Something strange is afoot in mystery and suspense fiction. The plot of almost every thriller I’ve read in the past six months has had something to do with one character stealing the story of another character and passing it off as their own. The rundown includes: The Plot by Jean Hanff Korelitz, A Lonely Man by Chris Power, The Other Black Girl by Zakiya Dalila Harris, Palace of the Drowned by Christine Mangan, and A Slow Fire Burning, the forthcoming novel by Paula Hawkins of Girl on the Train fame.
Worry over manuscripts falling into the wrong hands is nothing new in mystery fiction; after all, Edgar Allan Poe, the acknowledged Father of the form, relied on that plot for his 1844 short story, “The Purloined Letter.” But this years’ crop of mystery and suspense novels puts a socially-conscious spin on the missing manuscript tale: they’re about the anxiety of appropriation, about one character in a position of privilege—in terms of gender, financial security, or race—laying their sticky mitts on the writing or life story of another character who’s not so advantaged.
The plot of Laura Lippman’s latest standalone suspense novel, Dream Girl, arises not only out of this anxiety about who gets to tell whose stories, but also out of the #MeToo movement. And, it also owes a lot to Stephen King’s 1987 horror classic, Misery, altogether making Dream Girl the ideal cutting-edge, socially-conscious entertainment for late summer.

Dream Girl is set in the penthouse of a lofty eyesore of a luxury high-rise in Baltimore, Lippman’s hometown and the site of most of her novels. We savvy readers sense that something is “off” from the opening description of famous novelist Gerry Andersen’s lavish digs. Lippman’s narrator tells us:
Gerry Andersen’s new apartment is a topsy-turvy affair—living area on the second floor, bedrooms below. The brochure—it is the kind of apartment that had its own brochure when it went on the market in 2018—boasted of 360-degree views, but that was pure hype. … Nothing means anything anymore, Gerry has decided. No one uses words correctly and if you call them on it, they claim that words are fungible, that it’s oppressive and prissy not to let words mean whatever the speaker wishes them to mean.

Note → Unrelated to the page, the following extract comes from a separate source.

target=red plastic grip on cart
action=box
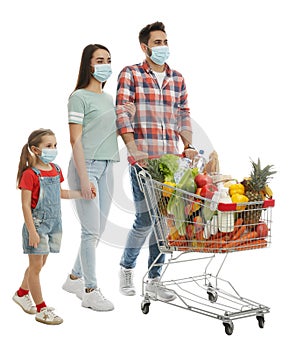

Isn’t this delicious? A cranky novelist ensconced in a swanky setting, railing at the idiocies of the contemporary world. As Lippman imagines him, Gerry owes something to Philip Roth (as well as to Roth’s fictional alter ego, Nathan Zuckerman). There’s the brilliance, the wit, the complicated sexual history with women, and the fraught relationship with his own mother.